The first question when it comes to using a freelance crew for your corporate film is when to bring them onto the project. You know your company better than anyone so you can trust your copywriting studs to come up with a great script. Unless you have someone on your team who has experience in the film world, bringing on the director, producer, and even the cinematographer in the script-writing phase will give you a second set of eyes. Your writers know how to script compelling copy, but involving the major creative film forces (hereinafter referred to as the crew) early will benefit the final product.
The crew can spot any major concerns early and suggest solutions before too much energy or capital can be invested—such as suggesting alternatives to car chases, explosions and helicopter shots. In addition, involving the crew early ensures that everyone is working towards the same product. While this sounds like a given, the more exposure your crew has to the material, the more familiar they will become with your company, its message, and its culture which ultimately results in a solid piece.

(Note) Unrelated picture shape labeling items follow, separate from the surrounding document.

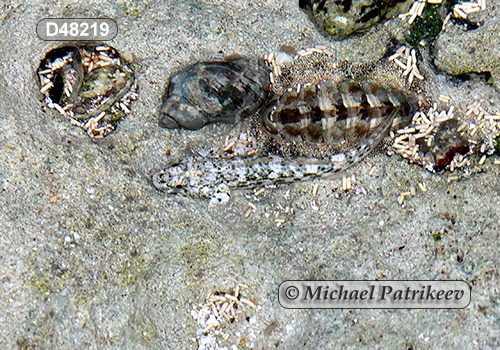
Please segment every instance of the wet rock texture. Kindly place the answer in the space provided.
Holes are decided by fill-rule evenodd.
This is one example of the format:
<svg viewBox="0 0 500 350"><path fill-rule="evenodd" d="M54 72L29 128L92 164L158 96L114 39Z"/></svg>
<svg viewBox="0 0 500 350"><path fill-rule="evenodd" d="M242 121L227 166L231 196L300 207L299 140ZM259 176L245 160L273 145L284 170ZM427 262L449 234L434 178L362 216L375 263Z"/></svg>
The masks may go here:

In order to create this unity of vision, communication is key. The following items that should definitely be exchanged during the course of communication about a project aren’t revolutionary by any means, but sometimes it’s good to revisit the basics.
The more the crew understands about the intent of the project, the better they will be able to deliver on the day. Creating a team atmosphere will ultimately result in a solid group effort. Some key points to make sure your freelancer understands:
(a) who is the intended audience? In all likelihood, you’ve determined the personas for whom you’re producing this project. Letting your crew know the intended audience gives them the opportunity to do their own research and understand the habits of that audience which in turn results in a more effective film.
(b) what is the tone of the piece? Your crew will approach a light, witty project in a far different way than a more meditative, thought-provoking piece. Feel free to use a bevy of adjectives to describe the feel as the more precise and thorough the description, the more vivid a picture your crew will be able to produce.
(c) where is the piece going to be displayed? A project that goes out in an e-mail blast will have a different feel than an explainer video on the front page of your website.
(d) where is piece going to be filmed? For a high-budget project, pre-production will encompass multiple days of preparation, scouting, and planning. If you’re working on something smaller, perhaps filming in your own office, it is still in your interests to have a day where the crew can see the physical space. They will look for where they can draw electrical power, where the sun will travel throughout the day, which areas offer the best visual potential, and other factors that are best determined at the physical location.
While it is important that the crew know what you’re thinking, it is just as important that you know what your crew is thinking. Some things to get from your crew are:
(a) some visual samples that represent something close to their vision. Not to be confused with a freelancer’s reel or portfolio, the samples should consist of some images that approximate the look and feel of your project. Some elements that you can begin to discuss before the day of filming include the lighting, the general composition of shots, and the overall pace.
(b) the schedule for the shoot. The amount of time necessary to film a project depends upon a number of different factors. The more crew members, the faster they will be able to set up. Scheduling the day with ample time to set up allows for the crew to work in an efficient and safe manner. Allotting enough time for lunch is also a key consideration when scheduling the shoot.
In the end, it all comes down to the flow of information. The more the freelancer is involved with and understands your creative team, the better your project will become.